Think beyond your junk drawer or cluttered nightstand. While it’s certainly important to use minimalism to declutter small spaces, it doesn’t have to end there. You can also apply a minimalistic approach to your to-do list, goals, activities, and relationships. Even your social media accounts can profit from a minimalist makeover.
At its core, minimalism is a way for you to make room for the most important things in your life. It’s no secret that the modern world can feel frantic, cluttered, and overwhelming. By adhering to minimalism principles in your work, home, and social life, you can focus on what matters most. The knowledge that you’re spending your time and energy the way you want to will, in turn, make you less stressed, more productive, and happier.
Minimalism at home
You can apply minimalism to nearly every aspect of your life, but if you’re just getting started, a good place to begin is your home. Take stock of your current living situation, and evaluate it for areas of excess. Where can you cut back?
In practice, minimalism means less of everything. Depending on your situation, that could look like a smaller home, a smaller (or no) car, fewer possessions, and fewer bills. Do you really need Netflix, Hulu, and cable? Is it necessary for you and your partner to both have a car? You can even use the Chinese idea of feng shui to note unneeded furniture.
After conducting your assessment, you’ll likely find at least a few ways to reduce monthly expenses and free up financial resources. With the extra money, you could go on vacation, save for your child’s education, or pay off debt. Instead of spending money on extraneous bills, you can feel good about putting toward something meaningful.
It’s also possible to start small with minimalism at home. Cleaning out your closet and donating old clothes frees up physical space. Then, creating a capsule wardrobe will ultimately free up mental space when you don’t need to spend so much time thinking about what to wear. When you clear your physical environment of clutter, you’re also clearing your head of mental clutter.
Work-life and minimalism
Your minimalist mission doesn’t need to end when you walk out of your front door. Making your workdays clutter-free will significantly impact your happiness and productivity. Who doesn’t want to be less stressed and get more done? Whether at work or school, getting organized is one of the best ways to manage stress. If your schedule has you feeling overwhelmed, look for ways you can apply a minimalist approach to your calendar.
Many people clutter their calendars with busy-work. Between a constant influx of emails and a surplus of meetings, it’s no wonder you have trouble being productive. Because of these frequent distractions, it’s difficult to achieve a state of optimal focus. Even a short interruption affects output.

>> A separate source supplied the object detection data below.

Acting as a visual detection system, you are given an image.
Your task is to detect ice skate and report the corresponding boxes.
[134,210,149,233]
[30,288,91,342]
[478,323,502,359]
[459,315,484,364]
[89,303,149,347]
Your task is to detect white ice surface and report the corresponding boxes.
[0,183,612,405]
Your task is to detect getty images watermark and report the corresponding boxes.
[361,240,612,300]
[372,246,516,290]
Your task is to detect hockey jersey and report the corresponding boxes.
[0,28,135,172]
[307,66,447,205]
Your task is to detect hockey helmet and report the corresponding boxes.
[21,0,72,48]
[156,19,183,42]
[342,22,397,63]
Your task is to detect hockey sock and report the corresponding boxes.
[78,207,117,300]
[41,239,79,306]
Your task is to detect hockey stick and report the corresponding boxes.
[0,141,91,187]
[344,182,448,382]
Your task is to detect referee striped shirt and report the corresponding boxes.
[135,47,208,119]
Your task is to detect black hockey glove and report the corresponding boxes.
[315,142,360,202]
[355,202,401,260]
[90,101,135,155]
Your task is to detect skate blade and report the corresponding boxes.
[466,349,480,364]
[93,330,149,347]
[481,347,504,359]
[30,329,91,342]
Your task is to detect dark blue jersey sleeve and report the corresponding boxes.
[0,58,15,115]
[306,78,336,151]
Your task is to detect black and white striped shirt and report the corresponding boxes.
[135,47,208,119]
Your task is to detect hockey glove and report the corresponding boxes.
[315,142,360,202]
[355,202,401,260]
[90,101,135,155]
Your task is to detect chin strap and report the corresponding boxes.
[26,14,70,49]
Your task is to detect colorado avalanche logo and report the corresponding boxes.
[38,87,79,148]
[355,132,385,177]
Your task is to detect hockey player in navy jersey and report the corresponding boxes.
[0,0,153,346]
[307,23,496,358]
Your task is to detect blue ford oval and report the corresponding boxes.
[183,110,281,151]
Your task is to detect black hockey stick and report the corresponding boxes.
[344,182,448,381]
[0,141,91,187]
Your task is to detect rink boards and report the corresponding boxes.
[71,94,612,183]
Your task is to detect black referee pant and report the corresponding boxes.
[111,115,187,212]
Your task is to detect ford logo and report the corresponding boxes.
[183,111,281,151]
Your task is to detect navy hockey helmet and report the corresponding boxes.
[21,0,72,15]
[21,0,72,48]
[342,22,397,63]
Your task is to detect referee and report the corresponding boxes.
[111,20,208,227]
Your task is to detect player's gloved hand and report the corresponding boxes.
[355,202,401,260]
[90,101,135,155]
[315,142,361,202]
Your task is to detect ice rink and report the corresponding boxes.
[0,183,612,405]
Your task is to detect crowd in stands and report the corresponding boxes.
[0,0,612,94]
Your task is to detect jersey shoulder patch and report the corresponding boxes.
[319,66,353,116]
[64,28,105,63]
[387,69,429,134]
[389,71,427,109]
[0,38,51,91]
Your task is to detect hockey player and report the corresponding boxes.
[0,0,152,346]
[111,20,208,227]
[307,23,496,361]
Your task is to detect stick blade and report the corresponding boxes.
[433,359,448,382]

With that in mind, you should take a critical look at your daily tasks, projects, and goals. Honestly ask yourself which are most valuable and, if possible, eliminate the activities that have the least impact. A task like clearing out your inbox might feel productive, but in the long run, it’s likely distracting you from more important work. What would happen if you answered emails once or twice a day instead of checking it with each new notification?

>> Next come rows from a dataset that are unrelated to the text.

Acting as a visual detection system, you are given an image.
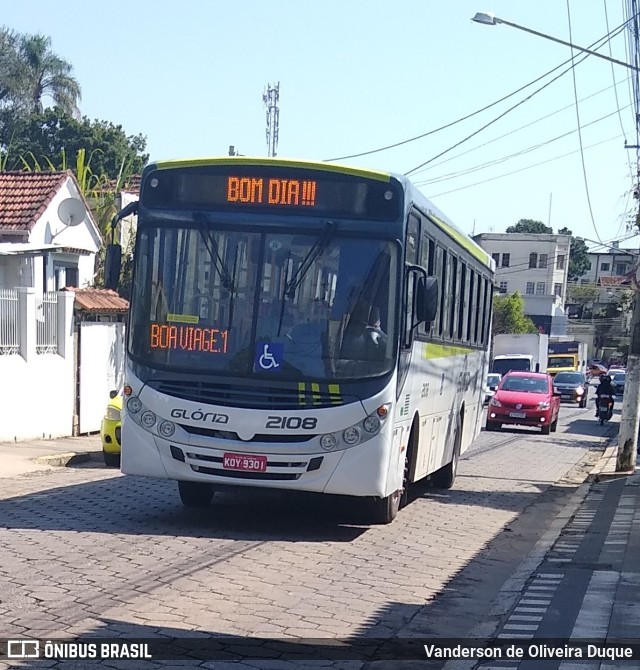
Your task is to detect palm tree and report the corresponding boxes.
[0,27,81,118]
[20,35,81,117]
[0,27,24,104]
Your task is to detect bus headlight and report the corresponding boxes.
[104,407,120,421]
[342,426,360,444]
[158,421,176,437]
[140,409,156,428]
[362,414,380,433]
[320,433,338,451]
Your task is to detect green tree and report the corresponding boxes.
[505,219,553,235]
[492,292,538,335]
[567,284,598,305]
[558,228,591,281]
[0,27,81,116]
[0,27,24,106]
[0,107,149,181]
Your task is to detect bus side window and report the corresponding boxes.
[438,249,449,337]
[465,268,476,342]
[448,256,458,340]
[480,277,491,345]
[458,262,468,342]
[473,275,484,344]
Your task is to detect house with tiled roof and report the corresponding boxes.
[0,171,102,292]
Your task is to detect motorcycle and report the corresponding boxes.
[598,395,613,426]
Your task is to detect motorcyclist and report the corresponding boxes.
[596,375,615,418]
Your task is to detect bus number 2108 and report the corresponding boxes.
[265,416,318,430]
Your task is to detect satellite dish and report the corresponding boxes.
[58,198,87,226]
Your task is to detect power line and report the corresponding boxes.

Furthermore, it’s time to stop multitasking once and for all. Like immediately responding to emails, the practice of multitasking creates the illusion of getting a lot done. In reality, the quality of your work is suffering. For better focus and clarity, single-tasking is a much more efficient use of your energy.
Declutter your social life
As evidenced in your work life, minimalism is about being less busy. You still have things to do, but after getting rid of the non-essential busyness, you are free to focus on what’s most important to you. In terms of your social life, that can mean having time to spend with the people you love or to pursue a hobby that brings you joy.
Minimalism allows you to be more productive, but that doesn’t mean you need to be working all the time. Once you’ve eliminated valueless activities like watching reruns and mindlessly scrolling social media, you have the time and space for activities that will enrich your life. Habits like meditating, exercising, and journaling (to name a few) are good for your well-being and will make you more productive when it is time to work.
If you’re looking to apply minimalism to your social life, one space that’s likely in need of decluttering is your social media. Take stock of the people and accounts you are following. Are there any that make you feel bad about yourself? Applying a minimalist approach to social media can help you resist peer pressure and free you up to live confidently. The same goes for in-person relationships. Purge your social circle of people who don’t uplift you.
For a happy and productive life, minimalism is the key. When you eliminate non-essential and inconsequential items and tasks in your home, work, and social life, you have the physical and mental space to focus on whatever it is that matters most to you.